We reasonably assume that the parallel trends assumption holds. However, this assumption is not empirically testable due to earlier relevant data for the treatment and comparison groups being unavailable. However, Table 2 outlines the demographic statistics between the treatment and comparison groups. The only notable difference is the slightly higher proportion of Other Backward Class in the comparison (67% in control compared to 43% in the treatment) and the slightly higher proportion of treatment households from Uttar Pradesh (11.9% in control compared to 29% in treatment). Given the overwhelming similarity despite these two aspects, it is not unreasonable to assume that parallel trends hold. However, for robust analysis, we have incorporated kernel propensity score matching.
In addition, we also reasonably assume that the common shocks assumption holds. We are unaware of any simultaneous policy intervention or other event that may violate the common shocks assumption.

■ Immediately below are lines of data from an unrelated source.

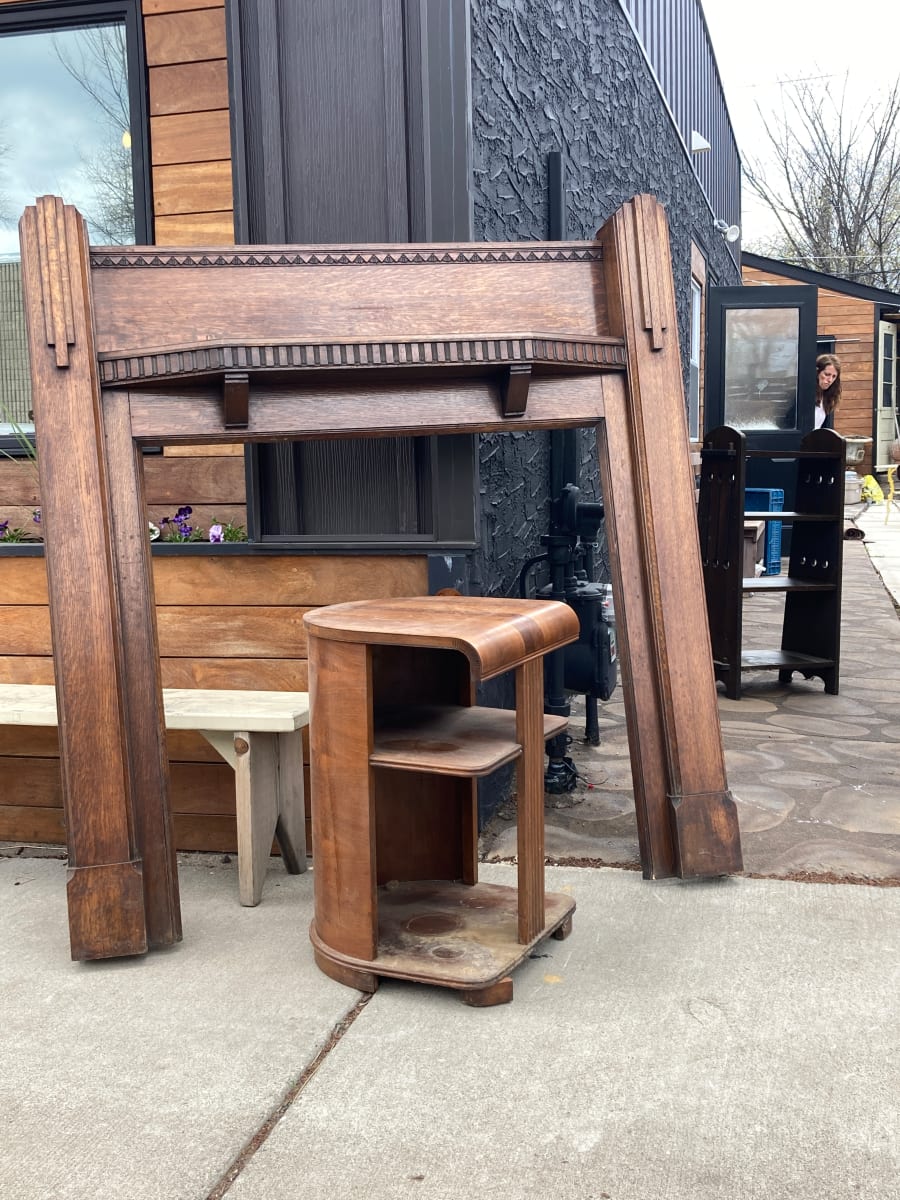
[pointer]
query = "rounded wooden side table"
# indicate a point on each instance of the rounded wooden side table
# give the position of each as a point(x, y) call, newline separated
point(396, 747)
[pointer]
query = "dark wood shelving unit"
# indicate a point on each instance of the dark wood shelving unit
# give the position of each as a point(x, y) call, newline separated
point(810, 636)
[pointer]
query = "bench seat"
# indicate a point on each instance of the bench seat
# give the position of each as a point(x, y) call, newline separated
point(256, 732)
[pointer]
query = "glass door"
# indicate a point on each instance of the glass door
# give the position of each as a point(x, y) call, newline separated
point(761, 363)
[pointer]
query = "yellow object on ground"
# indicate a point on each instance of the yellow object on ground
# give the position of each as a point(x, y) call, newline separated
point(871, 490)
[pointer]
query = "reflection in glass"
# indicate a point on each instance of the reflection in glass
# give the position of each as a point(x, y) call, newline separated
point(65, 130)
point(761, 367)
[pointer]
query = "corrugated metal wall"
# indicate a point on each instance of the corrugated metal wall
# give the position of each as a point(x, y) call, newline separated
point(15, 383)
point(676, 39)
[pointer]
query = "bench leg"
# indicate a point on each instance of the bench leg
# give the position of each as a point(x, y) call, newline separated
point(256, 781)
point(291, 802)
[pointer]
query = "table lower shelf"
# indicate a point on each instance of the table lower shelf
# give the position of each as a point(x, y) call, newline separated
point(444, 933)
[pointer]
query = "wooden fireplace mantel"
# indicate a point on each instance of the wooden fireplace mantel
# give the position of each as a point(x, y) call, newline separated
point(252, 343)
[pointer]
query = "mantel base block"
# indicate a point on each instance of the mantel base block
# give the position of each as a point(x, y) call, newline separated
point(707, 834)
point(447, 934)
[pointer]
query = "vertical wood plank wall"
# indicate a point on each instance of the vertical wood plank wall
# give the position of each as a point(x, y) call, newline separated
point(851, 322)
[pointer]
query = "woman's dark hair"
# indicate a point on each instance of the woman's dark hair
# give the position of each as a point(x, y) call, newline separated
point(831, 397)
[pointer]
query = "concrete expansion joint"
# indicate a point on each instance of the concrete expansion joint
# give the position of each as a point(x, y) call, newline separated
point(294, 1091)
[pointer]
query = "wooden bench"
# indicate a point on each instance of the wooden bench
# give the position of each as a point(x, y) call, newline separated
point(256, 732)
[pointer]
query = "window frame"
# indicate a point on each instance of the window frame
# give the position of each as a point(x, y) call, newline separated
point(42, 18)
point(454, 511)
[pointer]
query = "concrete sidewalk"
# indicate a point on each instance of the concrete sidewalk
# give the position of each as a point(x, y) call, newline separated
point(688, 1042)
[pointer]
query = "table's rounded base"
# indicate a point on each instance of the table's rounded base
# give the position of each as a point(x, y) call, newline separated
point(447, 934)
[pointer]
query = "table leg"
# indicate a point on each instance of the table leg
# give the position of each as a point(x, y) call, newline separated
point(291, 802)
point(529, 847)
point(256, 780)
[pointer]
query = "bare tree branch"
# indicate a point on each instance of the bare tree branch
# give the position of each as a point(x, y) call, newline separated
point(832, 180)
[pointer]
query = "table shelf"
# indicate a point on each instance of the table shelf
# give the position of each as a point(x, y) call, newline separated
point(448, 741)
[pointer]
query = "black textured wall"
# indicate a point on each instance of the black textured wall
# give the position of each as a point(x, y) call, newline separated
point(567, 76)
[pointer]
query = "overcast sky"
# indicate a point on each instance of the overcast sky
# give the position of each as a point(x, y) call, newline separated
point(767, 41)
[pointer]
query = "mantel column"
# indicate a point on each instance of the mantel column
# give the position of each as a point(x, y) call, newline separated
point(99, 721)
point(687, 817)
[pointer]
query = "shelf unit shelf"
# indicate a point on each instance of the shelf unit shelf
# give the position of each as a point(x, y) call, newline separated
point(810, 636)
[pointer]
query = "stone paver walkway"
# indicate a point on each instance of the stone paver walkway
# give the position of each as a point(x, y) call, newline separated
point(816, 778)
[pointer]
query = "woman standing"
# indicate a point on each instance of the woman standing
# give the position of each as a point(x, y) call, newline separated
point(828, 389)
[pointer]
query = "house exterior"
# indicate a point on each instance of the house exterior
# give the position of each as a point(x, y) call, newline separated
point(265, 121)
point(859, 324)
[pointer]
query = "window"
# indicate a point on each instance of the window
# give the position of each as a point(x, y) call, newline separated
point(393, 492)
point(72, 125)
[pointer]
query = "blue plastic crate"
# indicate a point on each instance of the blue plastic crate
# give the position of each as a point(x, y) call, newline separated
point(768, 499)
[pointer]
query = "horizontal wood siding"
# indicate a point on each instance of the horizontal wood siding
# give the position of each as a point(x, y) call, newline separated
point(223, 622)
point(851, 323)
point(190, 123)
point(211, 484)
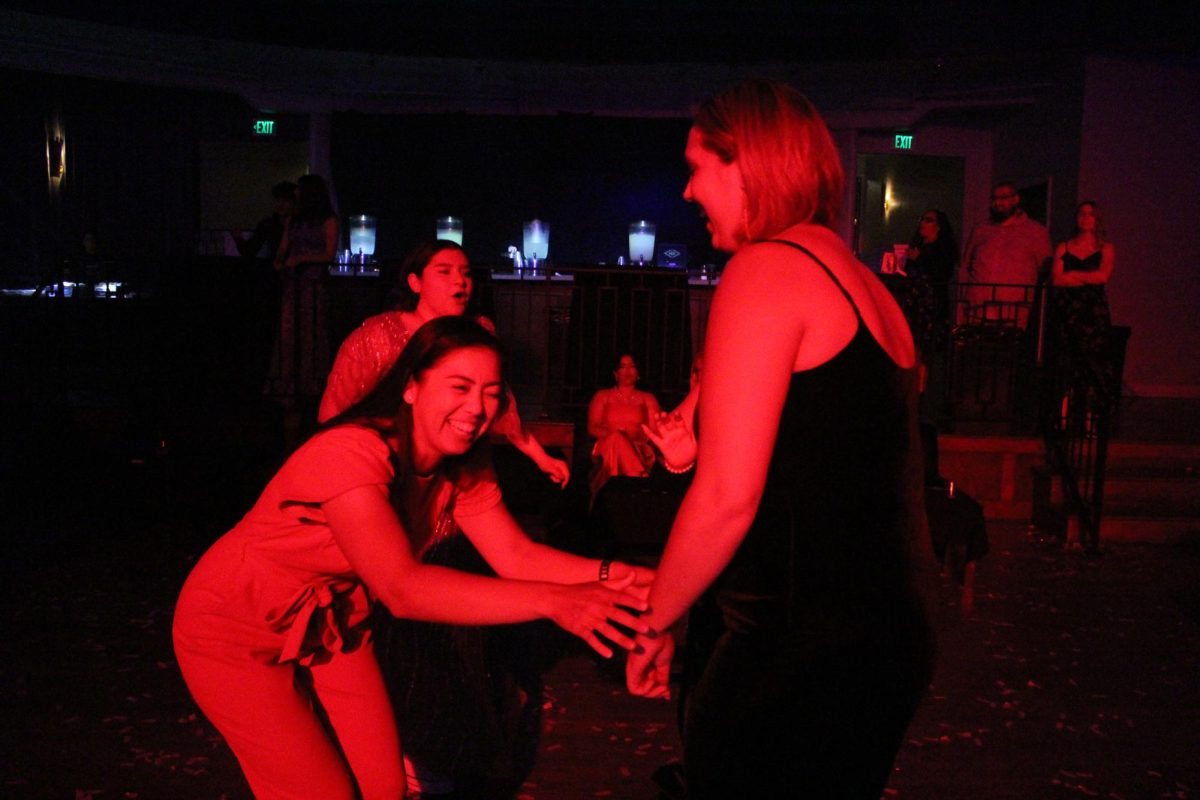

Reverse causation is not likely to be present in the variables of interest. Eligibility for the policy is based on a number of socio- economic characteristics that establish the household of BPL. Potential omitted variable bias may be present which would bias the parameter positively or negatively depending on its correlation with our dependent variables. However, we are confident in our engagement with the literature of factors affecting clean fuel use. Measurement bias is also likely to be present in the variables. The estimated parameter will therefore be biased towards zero and to the extent the mis-measured variable is correlated with other independent variables, the estimated parameters of those correlated variables will be biased in unknown directions.
Despite the complex survey design, we do not use probability weights in the analysis as they are not available at the household level. Solon, Haider, and Woodridge suggest weighting is only an issue when estimating causal effects in three situations: (1) correcting for endogenous sampling, (2) correcting for heteroscedasticity, and (3) identifying average partial effects in situations where effects are likely to be heterogenous by subgroup48. None of these issues applies in the current study, since sampling was not endogenous, we are able to correct for heteroscedasticity apart from weighting, and we are interested in the local average treatment effect, not in identifying heterogenous effects by subgroup. Thus, not being able to weight at the family level is of no practical significance.
This paper is externally generalizable to the Indian population as of 2018. The PMUY policy further expanded to groups beyond BPL status after this 2018 survey was taken. This could also provide valuable lessons for the evolution of the PMUY policy in India and serve as an example for other countries in the developing world (Ghana, Indonesia, South Africa, etc.) pursuing national LPG policies. However, these results should not be taken without the context of India’s socio-economic environment in these particular states, the current LPG infrastructure, and other national policies that benefit BPL households.